When Sarah Stolfa created the business plan for the Philadelphia Photo Arts Center, she thought it would be a commercial enterprise. But she soon realized that the community needed something more.
“For profit galleries represent artists, they have exhibitions and they sell work,” Stolfa said. “Institutions like museums, like this photo center are for the public.”
PPAC is located in the Crane Arts Building, a historic art space nestled on the corner of North American Street and Master Street in North Philadelphia. The non-profit opened in 2009 with a mission to promote the “study, practice and appreciation of photography.” Stolfa is the organization’s executive director.
“It was really important when we started this that we offer something to the community that we live in,” Stolfa said. “All arts are extremely important and photography is an art.”
PPAC offers free artist lectures, free training programs for students, low cost education and access to cameras, software and printers. The Kensington Capa Teen Program is one of the free student programs that PPAC offers.
Each week, Stolfa teaches eight students from Kensington Creative and Performing Arts School the basics of photography, including photo composition and processing using software such as Photoshop and Bridge. The free class meets from January through May for an hour-and-a-half.
“They have a photo class,” said Stolfa. “But they have limited resources– maybe four cameras to share between 30 to 36 students.”
Each student is allowed to use a PPAC camera to take pictures of their world. One student took pictures of dandelions. Another took more than 100 portraits of students at her school.
“At the end we have a potluck style exhibition,” said Stolfa as she walked around showing off the students’ work. “It’s our highest selling exhibition.”

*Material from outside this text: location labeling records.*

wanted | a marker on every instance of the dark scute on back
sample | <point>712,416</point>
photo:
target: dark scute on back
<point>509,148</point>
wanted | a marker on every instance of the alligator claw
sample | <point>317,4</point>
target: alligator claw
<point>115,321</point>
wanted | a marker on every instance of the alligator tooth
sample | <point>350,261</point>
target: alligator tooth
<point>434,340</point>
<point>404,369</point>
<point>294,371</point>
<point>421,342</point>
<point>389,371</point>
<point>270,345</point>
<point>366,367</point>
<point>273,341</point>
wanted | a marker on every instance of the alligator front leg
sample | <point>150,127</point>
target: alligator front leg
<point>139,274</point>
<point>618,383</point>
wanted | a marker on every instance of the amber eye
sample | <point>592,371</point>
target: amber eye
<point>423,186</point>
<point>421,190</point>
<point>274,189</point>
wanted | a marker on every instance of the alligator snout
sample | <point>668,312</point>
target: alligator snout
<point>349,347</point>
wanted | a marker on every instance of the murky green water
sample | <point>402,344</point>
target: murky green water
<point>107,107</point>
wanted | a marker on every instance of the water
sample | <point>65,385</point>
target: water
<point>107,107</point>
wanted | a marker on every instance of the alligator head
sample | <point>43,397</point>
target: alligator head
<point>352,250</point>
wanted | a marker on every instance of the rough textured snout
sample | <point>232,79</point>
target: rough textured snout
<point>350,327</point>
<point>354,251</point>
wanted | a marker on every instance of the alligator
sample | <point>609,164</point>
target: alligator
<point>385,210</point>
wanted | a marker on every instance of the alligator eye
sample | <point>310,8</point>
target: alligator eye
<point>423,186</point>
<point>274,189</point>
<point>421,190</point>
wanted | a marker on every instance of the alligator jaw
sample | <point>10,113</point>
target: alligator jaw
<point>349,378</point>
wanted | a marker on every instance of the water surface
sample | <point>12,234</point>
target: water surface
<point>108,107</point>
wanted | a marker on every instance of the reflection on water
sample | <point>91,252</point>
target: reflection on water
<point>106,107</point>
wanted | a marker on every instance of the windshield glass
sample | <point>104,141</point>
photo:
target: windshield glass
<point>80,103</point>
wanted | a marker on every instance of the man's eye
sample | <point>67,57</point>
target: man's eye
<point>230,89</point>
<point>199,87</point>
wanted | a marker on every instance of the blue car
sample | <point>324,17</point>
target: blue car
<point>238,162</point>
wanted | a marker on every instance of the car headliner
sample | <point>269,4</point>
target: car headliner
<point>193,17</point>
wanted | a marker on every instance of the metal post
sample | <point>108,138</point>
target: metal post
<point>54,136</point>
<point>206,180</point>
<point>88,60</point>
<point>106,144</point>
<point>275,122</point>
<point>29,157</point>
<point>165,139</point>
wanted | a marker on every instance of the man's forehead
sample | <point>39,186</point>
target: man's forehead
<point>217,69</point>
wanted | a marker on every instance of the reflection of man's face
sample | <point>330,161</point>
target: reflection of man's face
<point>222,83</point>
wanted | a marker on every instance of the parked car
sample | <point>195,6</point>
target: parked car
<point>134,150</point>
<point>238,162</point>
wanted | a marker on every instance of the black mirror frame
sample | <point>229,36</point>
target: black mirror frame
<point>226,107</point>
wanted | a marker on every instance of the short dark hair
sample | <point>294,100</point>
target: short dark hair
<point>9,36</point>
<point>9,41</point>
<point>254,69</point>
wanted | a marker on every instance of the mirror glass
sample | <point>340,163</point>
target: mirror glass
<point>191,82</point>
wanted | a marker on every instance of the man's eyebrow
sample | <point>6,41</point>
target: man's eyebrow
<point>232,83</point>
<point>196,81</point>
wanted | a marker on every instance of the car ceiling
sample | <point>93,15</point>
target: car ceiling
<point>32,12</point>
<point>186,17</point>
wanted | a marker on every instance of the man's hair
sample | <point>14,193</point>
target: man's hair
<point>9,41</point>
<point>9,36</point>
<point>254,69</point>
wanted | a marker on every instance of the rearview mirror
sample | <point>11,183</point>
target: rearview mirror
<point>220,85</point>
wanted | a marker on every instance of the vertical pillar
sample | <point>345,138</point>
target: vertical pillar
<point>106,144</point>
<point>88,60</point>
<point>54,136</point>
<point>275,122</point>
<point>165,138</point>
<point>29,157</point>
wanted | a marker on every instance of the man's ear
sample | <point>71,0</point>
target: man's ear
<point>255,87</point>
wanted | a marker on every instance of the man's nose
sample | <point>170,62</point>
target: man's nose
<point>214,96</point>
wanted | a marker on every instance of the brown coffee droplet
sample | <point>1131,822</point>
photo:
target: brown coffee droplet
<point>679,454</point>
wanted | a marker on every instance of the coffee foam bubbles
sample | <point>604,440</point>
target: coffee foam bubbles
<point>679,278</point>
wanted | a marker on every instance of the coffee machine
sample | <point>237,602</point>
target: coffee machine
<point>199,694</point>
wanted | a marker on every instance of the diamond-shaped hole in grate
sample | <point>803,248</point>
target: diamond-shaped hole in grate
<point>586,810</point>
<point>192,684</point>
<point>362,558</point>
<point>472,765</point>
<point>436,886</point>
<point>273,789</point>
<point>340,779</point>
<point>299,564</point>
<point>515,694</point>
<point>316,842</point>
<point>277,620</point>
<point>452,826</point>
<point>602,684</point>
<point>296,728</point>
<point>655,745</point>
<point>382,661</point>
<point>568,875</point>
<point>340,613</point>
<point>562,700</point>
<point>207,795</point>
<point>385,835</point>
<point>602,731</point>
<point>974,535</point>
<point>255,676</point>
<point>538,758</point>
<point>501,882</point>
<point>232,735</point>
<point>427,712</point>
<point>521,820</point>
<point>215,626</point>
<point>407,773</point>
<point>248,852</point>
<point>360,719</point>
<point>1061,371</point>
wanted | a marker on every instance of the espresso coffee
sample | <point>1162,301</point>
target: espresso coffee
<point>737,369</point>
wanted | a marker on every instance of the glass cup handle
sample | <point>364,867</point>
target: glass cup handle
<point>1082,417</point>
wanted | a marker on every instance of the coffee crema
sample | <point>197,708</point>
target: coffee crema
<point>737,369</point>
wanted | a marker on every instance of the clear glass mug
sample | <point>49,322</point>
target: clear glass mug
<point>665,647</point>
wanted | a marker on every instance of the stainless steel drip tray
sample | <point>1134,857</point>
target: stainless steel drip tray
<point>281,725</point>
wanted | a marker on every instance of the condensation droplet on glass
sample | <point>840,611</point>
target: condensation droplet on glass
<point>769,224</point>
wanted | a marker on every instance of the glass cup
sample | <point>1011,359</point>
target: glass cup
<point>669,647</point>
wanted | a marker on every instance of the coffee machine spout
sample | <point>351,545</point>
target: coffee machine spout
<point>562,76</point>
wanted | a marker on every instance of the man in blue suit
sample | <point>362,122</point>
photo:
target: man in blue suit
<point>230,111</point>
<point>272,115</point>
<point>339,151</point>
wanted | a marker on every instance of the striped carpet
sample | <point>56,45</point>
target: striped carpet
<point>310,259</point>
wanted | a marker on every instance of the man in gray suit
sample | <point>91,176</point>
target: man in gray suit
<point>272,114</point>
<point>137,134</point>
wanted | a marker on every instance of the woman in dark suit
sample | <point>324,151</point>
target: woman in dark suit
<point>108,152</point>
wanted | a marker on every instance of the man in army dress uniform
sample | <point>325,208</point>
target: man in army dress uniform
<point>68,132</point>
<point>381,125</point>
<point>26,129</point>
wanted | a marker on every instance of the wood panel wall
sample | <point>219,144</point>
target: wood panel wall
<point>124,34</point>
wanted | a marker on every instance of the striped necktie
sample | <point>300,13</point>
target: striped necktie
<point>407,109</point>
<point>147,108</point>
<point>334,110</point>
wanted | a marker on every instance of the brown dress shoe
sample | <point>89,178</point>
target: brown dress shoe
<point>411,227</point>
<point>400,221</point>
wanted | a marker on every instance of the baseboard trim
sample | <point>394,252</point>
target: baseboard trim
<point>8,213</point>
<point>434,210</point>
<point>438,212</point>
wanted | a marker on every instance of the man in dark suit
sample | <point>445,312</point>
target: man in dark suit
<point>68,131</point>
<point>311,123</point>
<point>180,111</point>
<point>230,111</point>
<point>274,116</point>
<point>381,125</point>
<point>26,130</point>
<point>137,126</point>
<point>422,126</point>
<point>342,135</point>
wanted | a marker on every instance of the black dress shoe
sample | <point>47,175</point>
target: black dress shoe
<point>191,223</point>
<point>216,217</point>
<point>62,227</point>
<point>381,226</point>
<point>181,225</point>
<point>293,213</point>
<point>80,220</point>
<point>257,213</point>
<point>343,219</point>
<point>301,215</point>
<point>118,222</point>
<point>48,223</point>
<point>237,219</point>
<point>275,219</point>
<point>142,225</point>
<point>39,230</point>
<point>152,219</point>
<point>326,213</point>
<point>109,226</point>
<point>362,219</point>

PPAC sells the photographs for $25 each and splits the monies earned on the student photos with the student. Seventy percent goes to the student artists. Thirty percent goes to the gallery to help offset the cost of the program.
“One student sold four or five pieces,” Stolfa said. “But that part is not important, we don’t even talk about it until the end.”
PPAC financed the five-month program and plans to expand the program to eight months for next year so that the students have more time to learn.
“I think it is really important to know that art is for everybody,” Stolfa said. “You do not have a Ph.D. in art history to relate to art. We are all built with the tools to that enable us to talk about art and to feel art.”